A review of “The Hulk” by Jeanne Aufmuth

 

Stars: ***

Rating: PG-13 for extreme intensity and violent situations

Run Time: 2 hours, 18 minutes

 

 

Hands-on auteur Ang Lee has mastered the seemingly impossible, crafting a slick and brooding screen version of the repressed Marvel Comics superhero Hulk.

The A-list support staff doesn’t hurt.  From a magnificently fluid Danny Elfman score to Industrial Light & Magic’s accomplished CGI, “Hulk” has got the edge on the tepid summer cinema scene. 

A well-executed first hour sets the stage with style.  Bruce Banner comes into the world as the son of an eccentric scientist who’s making clandestine mischief with lab DNA.  Since Dad got passed over for that grant and has been experimenting on himself, it’s only natural for Bruce to have inherited Dad’s “gifts”. 

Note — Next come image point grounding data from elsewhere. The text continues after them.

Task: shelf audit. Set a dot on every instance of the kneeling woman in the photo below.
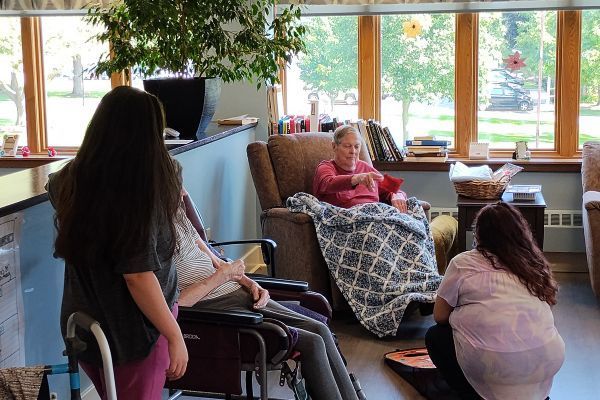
(206, 281)
(495, 336)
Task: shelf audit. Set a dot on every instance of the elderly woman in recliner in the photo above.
(346, 181)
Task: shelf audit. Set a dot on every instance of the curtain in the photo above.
(49, 5)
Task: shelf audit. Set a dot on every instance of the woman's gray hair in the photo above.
(342, 131)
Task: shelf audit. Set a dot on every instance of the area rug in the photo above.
(416, 368)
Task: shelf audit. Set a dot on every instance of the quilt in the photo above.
(380, 258)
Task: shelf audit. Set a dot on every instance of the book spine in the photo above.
(442, 143)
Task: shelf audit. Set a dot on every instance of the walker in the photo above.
(74, 346)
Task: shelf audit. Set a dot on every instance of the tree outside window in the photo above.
(589, 109)
(12, 98)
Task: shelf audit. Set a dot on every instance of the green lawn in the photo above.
(89, 94)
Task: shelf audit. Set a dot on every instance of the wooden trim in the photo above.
(34, 87)
(568, 70)
(537, 165)
(369, 67)
(465, 82)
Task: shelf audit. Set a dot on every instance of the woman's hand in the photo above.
(367, 179)
(178, 358)
(399, 201)
(261, 296)
(232, 271)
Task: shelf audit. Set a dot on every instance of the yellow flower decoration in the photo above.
(412, 28)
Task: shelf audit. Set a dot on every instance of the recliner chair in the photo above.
(590, 177)
(223, 344)
(282, 167)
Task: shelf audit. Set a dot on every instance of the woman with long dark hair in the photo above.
(495, 336)
(115, 207)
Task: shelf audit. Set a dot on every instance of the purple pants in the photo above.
(141, 379)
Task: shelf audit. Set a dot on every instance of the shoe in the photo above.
(359, 392)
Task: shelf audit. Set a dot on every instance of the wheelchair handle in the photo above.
(91, 325)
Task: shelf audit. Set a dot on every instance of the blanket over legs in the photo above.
(380, 258)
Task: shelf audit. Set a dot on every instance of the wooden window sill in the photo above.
(533, 165)
(28, 162)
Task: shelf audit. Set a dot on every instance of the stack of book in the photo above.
(302, 123)
(379, 141)
(427, 148)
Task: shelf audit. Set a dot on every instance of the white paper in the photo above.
(12, 326)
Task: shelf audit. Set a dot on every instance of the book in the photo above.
(441, 159)
(444, 143)
(239, 120)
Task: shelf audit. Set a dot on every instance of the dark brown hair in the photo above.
(501, 231)
(122, 189)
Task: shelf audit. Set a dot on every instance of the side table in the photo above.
(533, 211)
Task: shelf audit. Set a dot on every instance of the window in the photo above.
(589, 103)
(12, 97)
(327, 72)
(72, 92)
(517, 76)
(417, 75)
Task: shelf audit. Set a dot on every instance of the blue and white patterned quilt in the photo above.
(380, 258)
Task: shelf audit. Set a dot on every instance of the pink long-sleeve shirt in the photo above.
(333, 185)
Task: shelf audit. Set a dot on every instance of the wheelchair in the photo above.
(223, 344)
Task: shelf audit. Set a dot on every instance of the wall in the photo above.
(562, 191)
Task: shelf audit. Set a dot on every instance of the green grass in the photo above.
(492, 120)
(90, 94)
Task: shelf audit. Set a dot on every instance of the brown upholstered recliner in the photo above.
(590, 177)
(281, 168)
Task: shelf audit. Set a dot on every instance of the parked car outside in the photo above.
(506, 96)
(500, 76)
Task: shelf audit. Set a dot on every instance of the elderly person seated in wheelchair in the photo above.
(206, 281)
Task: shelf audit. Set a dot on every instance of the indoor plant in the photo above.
(196, 43)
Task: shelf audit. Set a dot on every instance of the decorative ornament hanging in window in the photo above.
(514, 62)
(412, 28)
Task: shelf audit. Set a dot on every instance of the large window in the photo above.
(72, 92)
(589, 107)
(327, 72)
(417, 75)
(517, 77)
(12, 97)
(484, 77)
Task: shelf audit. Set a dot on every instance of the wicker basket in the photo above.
(482, 190)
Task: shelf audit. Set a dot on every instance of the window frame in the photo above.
(568, 54)
(34, 88)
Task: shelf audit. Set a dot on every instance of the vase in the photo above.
(189, 103)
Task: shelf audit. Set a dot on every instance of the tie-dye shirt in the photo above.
(505, 338)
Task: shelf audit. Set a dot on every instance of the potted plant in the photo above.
(188, 47)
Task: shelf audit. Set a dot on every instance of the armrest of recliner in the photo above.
(285, 214)
(279, 284)
(221, 317)
(591, 200)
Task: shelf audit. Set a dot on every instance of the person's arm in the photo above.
(147, 294)
(441, 311)
(192, 294)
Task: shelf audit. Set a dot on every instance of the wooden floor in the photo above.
(577, 317)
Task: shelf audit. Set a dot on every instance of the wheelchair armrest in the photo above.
(279, 284)
(221, 317)
(267, 247)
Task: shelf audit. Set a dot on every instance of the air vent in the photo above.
(562, 219)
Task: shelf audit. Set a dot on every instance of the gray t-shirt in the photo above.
(103, 294)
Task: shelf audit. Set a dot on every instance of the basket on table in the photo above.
(482, 190)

The adult Bruce (Eric Bana) is a sexy nerd with a brilliant scientific mind, toiling away in a nuclear biotechnology lab in Berkeley alongside the brainy and beautiful Betty Ross (Jennifer Connelly).  Bruce and Betty’s on-again, off-again romance is heightened by the pleasure of a near-breakthrough in animal cell regeneration. But a tragic lab accident alters the landscape, nearly killing a co-worker and dealing Bruce a serious steroid setback and a tendency to turn green and mean.

Up to this point the film is sheer brilliance, punctuated by unique transitions, master technique and an efficient, laid-back quality.  Dream sequences of nightmares past (what really happened to Bruce’s birth parents?) are a pastiche of vibrant color and tension.  The weird factor is ratcheted up a la a deliciously freakish turn by Nick Nolte as long-lost-daddy David Banner, the voice of doom.

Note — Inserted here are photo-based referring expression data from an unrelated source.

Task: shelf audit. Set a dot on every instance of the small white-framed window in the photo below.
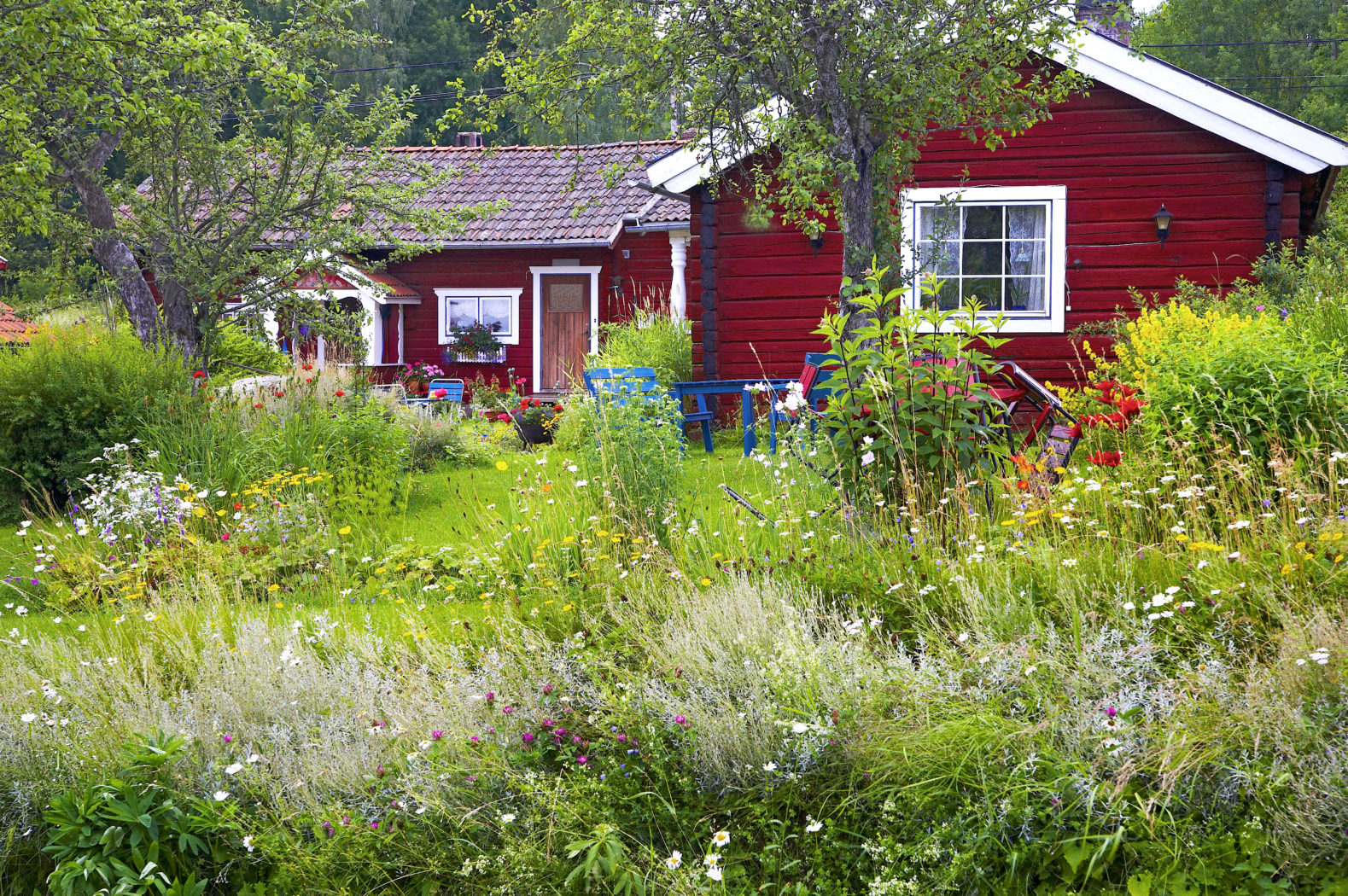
(461, 307)
(1005, 246)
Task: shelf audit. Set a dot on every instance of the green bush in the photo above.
(650, 340)
(233, 348)
(70, 393)
(633, 461)
(132, 835)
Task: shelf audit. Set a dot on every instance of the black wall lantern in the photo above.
(1162, 224)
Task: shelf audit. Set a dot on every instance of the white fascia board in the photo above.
(1203, 104)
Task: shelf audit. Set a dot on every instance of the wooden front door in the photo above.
(563, 329)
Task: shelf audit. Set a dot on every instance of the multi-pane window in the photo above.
(1001, 246)
(995, 253)
(460, 309)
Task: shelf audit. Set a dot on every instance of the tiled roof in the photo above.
(11, 328)
(553, 193)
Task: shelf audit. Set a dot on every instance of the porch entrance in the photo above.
(563, 326)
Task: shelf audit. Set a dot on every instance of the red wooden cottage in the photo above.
(569, 251)
(1052, 230)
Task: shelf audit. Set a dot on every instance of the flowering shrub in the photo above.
(1229, 376)
(907, 398)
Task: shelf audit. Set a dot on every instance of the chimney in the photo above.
(1108, 18)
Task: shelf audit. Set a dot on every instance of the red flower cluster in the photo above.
(1106, 458)
(1120, 398)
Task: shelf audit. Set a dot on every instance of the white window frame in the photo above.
(1052, 195)
(463, 293)
(538, 274)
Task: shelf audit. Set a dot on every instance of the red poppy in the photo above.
(1129, 407)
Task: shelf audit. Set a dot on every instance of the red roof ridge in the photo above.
(665, 142)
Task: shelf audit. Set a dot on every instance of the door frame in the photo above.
(540, 272)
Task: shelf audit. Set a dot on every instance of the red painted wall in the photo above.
(621, 283)
(1119, 160)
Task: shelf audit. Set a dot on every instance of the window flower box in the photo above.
(491, 356)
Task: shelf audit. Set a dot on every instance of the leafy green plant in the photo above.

Once the genetic alteration is unleashed on the world, it’s a conventional cacophony of CGI and mayhem.  Hulk leaps and bounces with desperate abandon while fleeing the armies of tanks and heavy artillery that seek to destroy him.  The underwhelming subtext is that Hulk is misunderstood, but the symbiosis of Bruce and his alter-ego is too remote an affiliation to connect the dots.  A couple of traumatic battle scenes (Hulk vs. mutant dogs, Hulk vs. the SFPD) more than earn their PG-13 rating, pushing the envelope of adolescent-acceptable carnage.

Performances are top-notch, with Bana and Connelly fanning the flames with unobtrusive desire, and the aforementioned Nolte and Sam Elliott (as Betty’s distant father-figure General “Thunderbolt” Ross) playing it over-the-top as arch enemies with disreputable pasts.

Lee’s imprint is on every frame; pulsing with passion and the desire to construct the best product possible (as opposed to keeping an eye on the bottom line).  A noble and skillful effort in a season sorely lacking them.